Dépendance Cinquième risque, les pistes sont ouvertes
03/03/2010
« Santé, sécurité sociale, les dix questions qui embarrassent le gouvernement », c’est sous cet angle que l’hebdomadaire Espace social européen du 26 février aborde le régime des retraites mais aussi celui du cinquième risque.
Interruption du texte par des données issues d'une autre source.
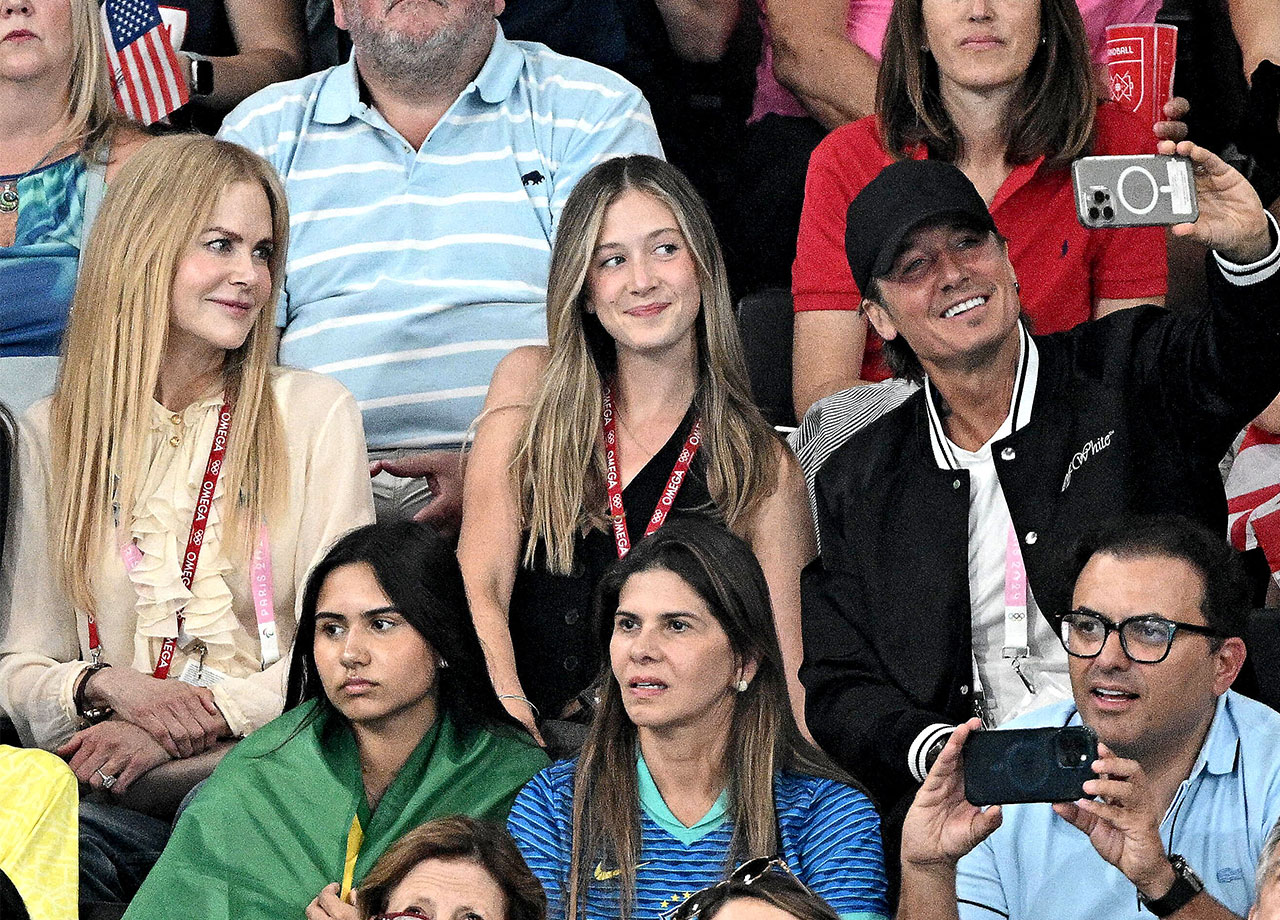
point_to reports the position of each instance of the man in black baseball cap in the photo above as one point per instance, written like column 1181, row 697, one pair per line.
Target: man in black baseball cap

Un sujet que « le président de la République a « précisé », lors du récent sommet social » en indiquant « que ce chantier serait traité après celui des retraites, soit plutôt en 2011 ». Il y a plusieurs raisons à cela et notamment que « le gouvernement n’est pas prêt, ne dispose pas de lisibilité financière, poursuit Espace social européen et n’a pas non plus les réponses à une série de questions parfois délicates ».
Une complexité, qui s’explique vu l’ampleur du « coût de la perte d’autonomie des personnes âgées [qui] devrait approcher, note Le Monde Economie du 16 février, les 40 milliards d’euros en 2040, contre près de 22 milliards aujourd’hui ». Face à cette tendance, « M Sarkozy avait promis en 2007 de créer « une cinquième branche de la protection sociale ». En 2007, également « la CNSA avait proposé de remplacer ce système complexe de l’APA par un droit universel à l’autonomie, quels que soient l’âge et l’origine de la dépendance » et aujourd’hui « M Darcos et Mme Berra plaident pour un nouveau système de gouvernance ». Mais même si « rien n’est encore tranché », relate Le Monde Economie, cependant « au chapitre du financement M. Darcos et Mme Berra promettent un socle de solidarité publique, et ils envisagent aussi deux mesures controversées : la participation du patrimoine de la personne aidée et le développement des assurances privées ».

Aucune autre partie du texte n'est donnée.